Radares y la seguridad vial
Pese a su eficacia para reducir accidentes, la proliferación de radares también ha dado alas a voces críticas que cuestionan que los ingresos por multas no siempre se destinan a mejorar las infraestructuras viales o a campañas de concienciación, sino que terminan integrándose en los presupuestos generales. Sin embargo, la DGT defiende que los radares no buscan recaudar, sino salvar vidas.
En ese sentido, el ministro del Interior, Fernando Grande-Marlaska, ha subrayado en varias ocasiones que «cumplir con los límites de velocidad constituye un elemento clave para reducir los siniestros y sus consecuencias». De hecho, durante una reciente visita al Centro de Tratamiento de Denuncias Automatizadas en León, también anunció que en 2025 se instalarán 122 nuevos radares en las carreteras españolas como parte de la estrategia que aplicará Tráfico para reforzar la seguridad vial.
El radar fijo del kilómetro 194,2 de la A-1, frente al Landa. El que más multa de Castilla y León.
El radar que más multa en CyL, en Burgos
Por ahora, la presión que los radares aplican sobre los conductores de Burgos no se verá incrementada, como sí sucederá en otras provincias, en las que la incorporación de nuevos radares ya es una realidad. Sin embargo, esta circunstancia no debe ser motivo para bajar la guardia. De hecho, en la provincia de Burgos, el control de la velocidad en las carreteras se lleva a cabo mediante una combinación de radares fijos y móviles. Según datos disponibles, existen al menos 58 radares en la provincia, incluyendo dispositivos fijos y móviles.

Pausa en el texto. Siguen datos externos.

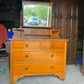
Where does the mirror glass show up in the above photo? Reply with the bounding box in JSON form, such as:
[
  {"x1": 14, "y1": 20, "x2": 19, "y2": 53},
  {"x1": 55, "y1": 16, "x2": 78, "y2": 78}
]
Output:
[{"x1": 23, "y1": 4, "x2": 51, "y2": 27}]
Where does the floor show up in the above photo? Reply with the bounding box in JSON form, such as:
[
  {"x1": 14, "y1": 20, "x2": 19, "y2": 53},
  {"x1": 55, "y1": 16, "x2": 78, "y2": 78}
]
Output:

En cuanto al volumen de sanciones por exceso de velocidad, durante los primeros cuatro meses de 2024 se registraron 36.633 multas en las carreteras de Burgos, de las cuales 26.839 (aproximadamente el 73,26%) fueron por exceder los límites de velocidad. Este dato refleja un incremento en comparación con 2023, cuando se emitieron 66.046 sanciones por exceso de velocidad en todo el año, representando el 71,8% del total de multas.
Cabe resaltar que algunos radares emplazados en Burgos son especialmente activos en la detección de infracciones. Por ejemplo, el radar fijo ubicado en el kilómetro 194,2 de la A-1, a la altura del Landa, tramitó automáticamente 21.048 sanciones en 2023, lo que lo coloca entre los 50 radares que más multas generaron en España el año pasado.
Le sigue el radar ubicado en las cercanías del Golf de Lerma, en el kilómetro 194 de la A-1, que es la carretera de la Castilla León en la que habitualmente más conductores son multados por exceso de velocidad.